Define your strategy in a palpable way

Tell you a secret, when you ask the CEOs to describle their company’s strategy in less than 35 words, most probably they will get stumbled. If you raise the question to their employees, most of them will have no clue to answer it. Although strategy might be the most frequently used word in the buisness sphere, it also might be the most obscure concept to be communicated.

To put one organization in a nutshell, we see the hierchies like the following:

Mission: Why we exist.
Vision: What we want to be.
Value: What we believe in and how things are done here.
Then Strategy.

Mission and vision of the company can be very broad concepts and not specific. However, most of the companies fall into the trap to define their strategy in the same manner, like we want to privide xxxx in a cost-efficient way to add value for our customer. This kind of out-of-touch strategy could stand for anybody, so what is good for?
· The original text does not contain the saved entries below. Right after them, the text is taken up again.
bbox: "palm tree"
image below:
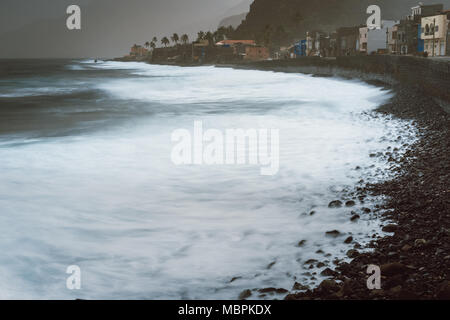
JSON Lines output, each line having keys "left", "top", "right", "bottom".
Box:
{"left": 181, "top": 34, "right": 189, "bottom": 45}
{"left": 225, "top": 26, "right": 235, "bottom": 39}
{"left": 150, "top": 41, "right": 156, "bottom": 50}
{"left": 161, "top": 37, "right": 170, "bottom": 47}
{"left": 171, "top": 33, "right": 179, "bottom": 45}
{"left": 197, "top": 31, "right": 205, "bottom": 41}
{"left": 152, "top": 36, "right": 158, "bottom": 43}
{"left": 144, "top": 41, "right": 150, "bottom": 50}
{"left": 205, "top": 31, "right": 214, "bottom": 46}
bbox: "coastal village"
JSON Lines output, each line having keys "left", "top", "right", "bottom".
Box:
{"left": 124, "top": 3, "right": 450, "bottom": 63}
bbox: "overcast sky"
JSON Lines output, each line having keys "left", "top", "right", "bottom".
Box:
{"left": 0, "top": 0, "right": 252, "bottom": 58}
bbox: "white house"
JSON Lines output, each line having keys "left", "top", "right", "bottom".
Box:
{"left": 421, "top": 12, "right": 450, "bottom": 56}
{"left": 360, "top": 20, "right": 399, "bottom": 54}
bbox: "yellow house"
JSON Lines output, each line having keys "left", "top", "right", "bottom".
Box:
{"left": 421, "top": 12, "right": 450, "bottom": 56}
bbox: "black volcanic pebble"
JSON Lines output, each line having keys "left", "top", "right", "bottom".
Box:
{"left": 345, "top": 200, "right": 356, "bottom": 207}
{"left": 328, "top": 200, "right": 343, "bottom": 208}
{"left": 325, "top": 230, "right": 341, "bottom": 237}
{"left": 382, "top": 224, "right": 398, "bottom": 233}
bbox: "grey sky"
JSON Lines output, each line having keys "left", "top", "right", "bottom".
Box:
{"left": 0, "top": 0, "right": 252, "bottom": 58}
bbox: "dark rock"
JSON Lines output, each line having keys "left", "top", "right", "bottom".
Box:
{"left": 401, "top": 244, "right": 412, "bottom": 251}
{"left": 437, "top": 281, "right": 450, "bottom": 300}
{"left": 319, "top": 279, "right": 339, "bottom": 292}
{"left": 380, "top": 262, "right": 407, "bottom": 276}
{"left": 259, "top": 287, "right": 288, "bottom": 294}
{"left": 346, "top": 249, "right": 359, "bottom": 258}
{"left": 345, "top": 200, "right": 356, "bottom": 207}
{"left": 325, "top": 230, "right": 341, "bottom": 237}
{"left": 382, "top": 224, "right": 398, "bottom": 233}
{"left": 328, "top": 200, "right": 343, "bottom": 208}
{"left": 238, "top": 289, "right": 252, "bottom": 300}
{"left": 304, "top": 259, "right": 318, "bottom": 265}
{"left": 320, "top": 268, "right": 337, "bottom": 277}
{"left": 350, "top": 214, "right": 360, "bottom": 222}
{"left": 414, "top": 239, "right": 427, "bottom": 246}
{"left": 292, "top": 282, "right": 309, "bottom": 291}
{"left": 344, "top": 236, "right": 353, "bottom": 244}
{"left": 297, "top": 240, "right": 307, "bottom": 247}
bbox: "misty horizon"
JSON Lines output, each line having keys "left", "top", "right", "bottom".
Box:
{"left": 0, "top": 0, "right": 252, "bottom": 58}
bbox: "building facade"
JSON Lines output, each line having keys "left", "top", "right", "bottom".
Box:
{"left": 410, "top": 3, "right": 444, "bottom": 53}
{"left": 421, "top": 12, "right": 450, "bottom": 56}
{"left": 244, "top": 46, "right": 270, "bottom": 60}
{"left": 337, "top": 27, "right": 360, "bottom": 56}
{"left": 360, "top": 20, "right": 398, "bottom": 55}
{"left": 306, "top": 31, "right": 330, "bottom": 56}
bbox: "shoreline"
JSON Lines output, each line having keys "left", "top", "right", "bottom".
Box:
{"left": 116, "top": 58, "right": 450, "bottom": 299}
{"left": 283, "top": 84, "right": 450, "bottom": 300}
{"left": 229, "top": 60, "right": 450, "bottom": 299}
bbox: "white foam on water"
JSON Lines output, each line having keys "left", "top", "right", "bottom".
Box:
{"left": 0, "top": 61, "right": 417, "bottom": 299}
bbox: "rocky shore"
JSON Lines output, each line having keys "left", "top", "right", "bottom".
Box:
{"left": 120, "top": 57, "right": 449, "bottom": 299}
{"left": 283, "top": 85, "right": 450, "bottom": 300}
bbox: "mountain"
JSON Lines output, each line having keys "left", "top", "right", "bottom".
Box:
{"left": 234, "top": 0, "right": 450, "bottom": 44}
{"left": 219, "top": 13, "right": 248, "bottom": 29}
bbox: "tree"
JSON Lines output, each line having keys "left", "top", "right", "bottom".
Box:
{"left": 205, "top": 31, "right": 214, "bottom": 46}
{"left": 225, "top": 26, "right": 235, "bottom": 39}
{"left": 144, "top": 41, "right": 150, "bottom": 49}
{"left": 152, "top": 36, "right": 158, "bottom": 43}
{"left": 171, "top": 33, "right": 179, "bottom": 45}
{"left": 161, "top": 37, "right": 170, "bottom": 47}
{"left": 181, "top": 34, "right": 189, "bottom": 45}
{"left": 197, "top": 31, "right": 205, "bottom": 41}
{"left": 150, "top": 41, "right": 156, "bottom": 50}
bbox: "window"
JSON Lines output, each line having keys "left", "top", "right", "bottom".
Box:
{"left": 435, "top": 26, "right": 439, "bottom": 32}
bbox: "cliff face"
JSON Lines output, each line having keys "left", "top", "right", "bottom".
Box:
{"left": 234, "top": 0, "right": 450, "bottom": 45}
{"left": 218, "top": 12, "right": 248, "bottom": 29}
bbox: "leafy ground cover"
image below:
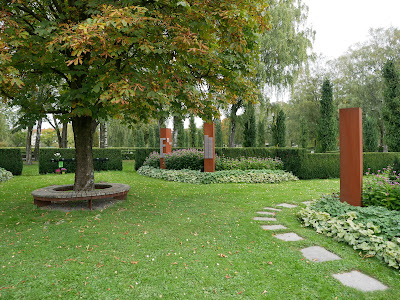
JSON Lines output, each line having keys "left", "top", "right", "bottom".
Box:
{"left": 137, "top": 166, "right": 298, "bottom": 184}
{"left": 299, "top": 194, "right": 400, "bottom": 269}
{"left": 1, "top": 162, "right": 400, "bottom": 299}
{"left": 0, "top": 167, "right": 13, "bottom": 182}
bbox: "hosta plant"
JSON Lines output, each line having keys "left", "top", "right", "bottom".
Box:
{"left": 0, "top": 167, "right": 13, "bottom": 182}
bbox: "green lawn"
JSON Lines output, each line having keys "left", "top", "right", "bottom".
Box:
{"left": 1, "top": 162, "right": 399, "bottom": 299}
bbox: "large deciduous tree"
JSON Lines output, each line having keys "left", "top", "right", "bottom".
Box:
{"left": 1, "top": 1, "right": 268, "bottom": 191}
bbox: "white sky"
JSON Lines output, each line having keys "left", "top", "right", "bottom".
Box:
{"left": 303, "top": 0, "right": 400, "bottom": 59}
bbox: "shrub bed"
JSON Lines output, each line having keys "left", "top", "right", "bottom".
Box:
{"left": 39, "top": 148, "right": 122, "bottom": 174}
{"left": 362, "top": 166, "right": 400, "bottom": 211}
{"left": 0, "top": 167, "right": 13, "bottom": 182}
{"left": 298, "top": 194, "right": 400, "bottom": 269}
{"left": 0, "top": 148, "right": 23, "bottom": 175}
{"left": 216, "top": 156, "right": 283, "bottom": 171}
{"left": 137, "top": 166, "right": 298, "bottom": 184}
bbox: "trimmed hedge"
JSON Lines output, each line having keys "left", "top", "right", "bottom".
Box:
{"left": 0, "top": 148, "right": 23, "bottom": 175}
{"left": 39, "top": 148, "right": 122, "bottom": 174}
{"left": 298, "top": 152, "right": 400, "bottom": 180}
{"left": 298, "top": 153, "right": 340, "bottom": 179}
A good strategy should be articulated in a manner that every employee understands it, aligns with it and acts on it. In essence, a strategy should have three critical components, objective, sope and advantage.

Objective

Objective gives a direction and a goal to realize. It must be specific, measurable and in a time frame. Like We would be the market leader of ABC before year 2015 with market share over 40%.
An unclearly defined objective will lose people’s attention and focus, not mention the sense of urgency.

Scope

In what region and in what area, vertically and horizontally speaking, the business should compete and grow. No company can excel in every business and with a clearly stated scope, every employees knows what business should take and what shouldn’t. So the company’s resource can be concentrated on the core business and set on the right path toward to the objective.

Advantage

Advange is the company’s distinct (distinct here means something you do differently. I truly disbelieve the copy of buisness model because any built-in model in a business has thousands of factors at the back to buttress it) strenth to propel and grow its business. This is the power of the company can wield to thrive in the market and fend off competitors. It is something no one can do better than you and something you can always count on to hit your objective.
If employees are likened to a handful of pins, when you throw them on one paper, the pins will point to different direction. But if you place a magnet near them, magically all the pin will point toward the same direction. That is also a clearly defined strategy would do. CEOs should wear a elevator strategy statement in their sleeves and communite it rentlessly to the employees. When this is done, the success is just around the corner.